Introducing Google AI Edge Portal: Benchmark Edge AI at scale. Sign-up to request access during private preview.

LiteRT-LM Web API

The Web API of LiteRT-LM for JavaScript and TypeScript in the browser. This is an early preview that supports text-in / text-out running in WebGPU.

Introduction

Here is a sample REPL chat app built with the JavaScript API:

<div id="out" style="white-space: pre-wrap; font-family: monospace;"></div>
<input id="in" onkeydown="if(event.key === 'Enter') repl(this)">

<script type="module">
  import { Engine } from 'https://cdn.jsdelivr.net/npm/@litert-lm/core/+esm';
  const engine = await Engine.create({ model: '/path/to/model.litertlm' });
  const chat = await engine.createConversation();

  window.repl = async (el) => {
    const text = el.value;
    el.value = ''; // Clear immediately
    out.append(`\n>>> ${text}\nAI: `);

    for await (const chunk of chat.sendMessageStreaming(text)) {
      out.append(chunk.content[0].text);
    }
  };
</script>

Getting Started

LiteRT-LM is available as an npm package. You can install the latest version from npm or directly import it from a CDN:

# From npm
npm i --save @litert-lm/core

# From a CDN (in your JavaScript file)
import * as litertlm from 'https://cdn.jsdelivr.net/npm/@litert-lm/core/+esm';

Initialize the Engine

The Engine is the entry point to the API. It handles model loading, session creation, and resource management. Remember to delete the engine to release resources when the model is no longer needed.

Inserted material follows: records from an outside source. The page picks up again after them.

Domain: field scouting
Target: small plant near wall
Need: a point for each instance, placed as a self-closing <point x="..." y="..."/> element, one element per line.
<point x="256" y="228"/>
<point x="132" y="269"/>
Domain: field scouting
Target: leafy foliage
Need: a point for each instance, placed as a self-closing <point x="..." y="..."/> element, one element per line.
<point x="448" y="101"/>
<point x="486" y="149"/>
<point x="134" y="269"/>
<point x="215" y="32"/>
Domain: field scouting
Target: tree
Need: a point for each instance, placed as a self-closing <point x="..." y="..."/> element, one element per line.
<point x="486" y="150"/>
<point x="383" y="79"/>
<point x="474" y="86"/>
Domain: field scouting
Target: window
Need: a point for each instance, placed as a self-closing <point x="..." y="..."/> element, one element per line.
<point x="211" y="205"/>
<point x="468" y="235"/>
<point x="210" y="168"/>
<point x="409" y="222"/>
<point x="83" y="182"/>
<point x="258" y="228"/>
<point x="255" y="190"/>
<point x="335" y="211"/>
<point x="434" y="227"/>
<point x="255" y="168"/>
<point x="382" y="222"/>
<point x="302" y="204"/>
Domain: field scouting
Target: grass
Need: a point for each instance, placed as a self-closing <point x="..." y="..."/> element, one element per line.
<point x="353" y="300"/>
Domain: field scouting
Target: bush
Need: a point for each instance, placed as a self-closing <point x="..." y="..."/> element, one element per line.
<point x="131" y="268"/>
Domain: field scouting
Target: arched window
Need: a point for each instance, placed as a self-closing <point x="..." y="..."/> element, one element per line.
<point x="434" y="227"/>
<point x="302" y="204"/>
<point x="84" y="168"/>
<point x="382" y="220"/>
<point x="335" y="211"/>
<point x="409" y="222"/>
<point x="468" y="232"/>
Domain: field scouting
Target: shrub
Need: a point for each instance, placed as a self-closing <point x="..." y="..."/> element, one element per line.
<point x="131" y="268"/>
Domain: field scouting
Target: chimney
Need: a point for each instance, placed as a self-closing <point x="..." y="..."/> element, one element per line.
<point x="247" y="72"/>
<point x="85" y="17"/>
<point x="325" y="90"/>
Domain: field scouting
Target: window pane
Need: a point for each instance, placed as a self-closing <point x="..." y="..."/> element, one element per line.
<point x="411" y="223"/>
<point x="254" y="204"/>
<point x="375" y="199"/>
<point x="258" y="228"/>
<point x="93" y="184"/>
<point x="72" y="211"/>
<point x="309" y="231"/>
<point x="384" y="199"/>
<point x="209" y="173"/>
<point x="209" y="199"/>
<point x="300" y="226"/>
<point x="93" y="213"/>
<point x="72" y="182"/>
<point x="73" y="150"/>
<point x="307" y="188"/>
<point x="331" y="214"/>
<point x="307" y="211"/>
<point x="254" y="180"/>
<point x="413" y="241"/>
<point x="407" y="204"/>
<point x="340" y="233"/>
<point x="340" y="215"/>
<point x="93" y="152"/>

Note: Initializing the engine can take several seconds to load the model.

import {Engine, EngineSettings} from '@litert-lm/core';

const engineSettings = {
  model: 'url/path/to/model.litertlm', // or a ReadableStream, or a Blob
} satisfies EngineSettings;

const engine = await Engine.create(engineSettings);

// ... Use the engine to create a conversation ...

// Delete the engine when done.
await engine.delete();

Create a Conversation

Once the engine is initialized, create a Conversation instance. You can provide a ConversationConfig to customize its behavior.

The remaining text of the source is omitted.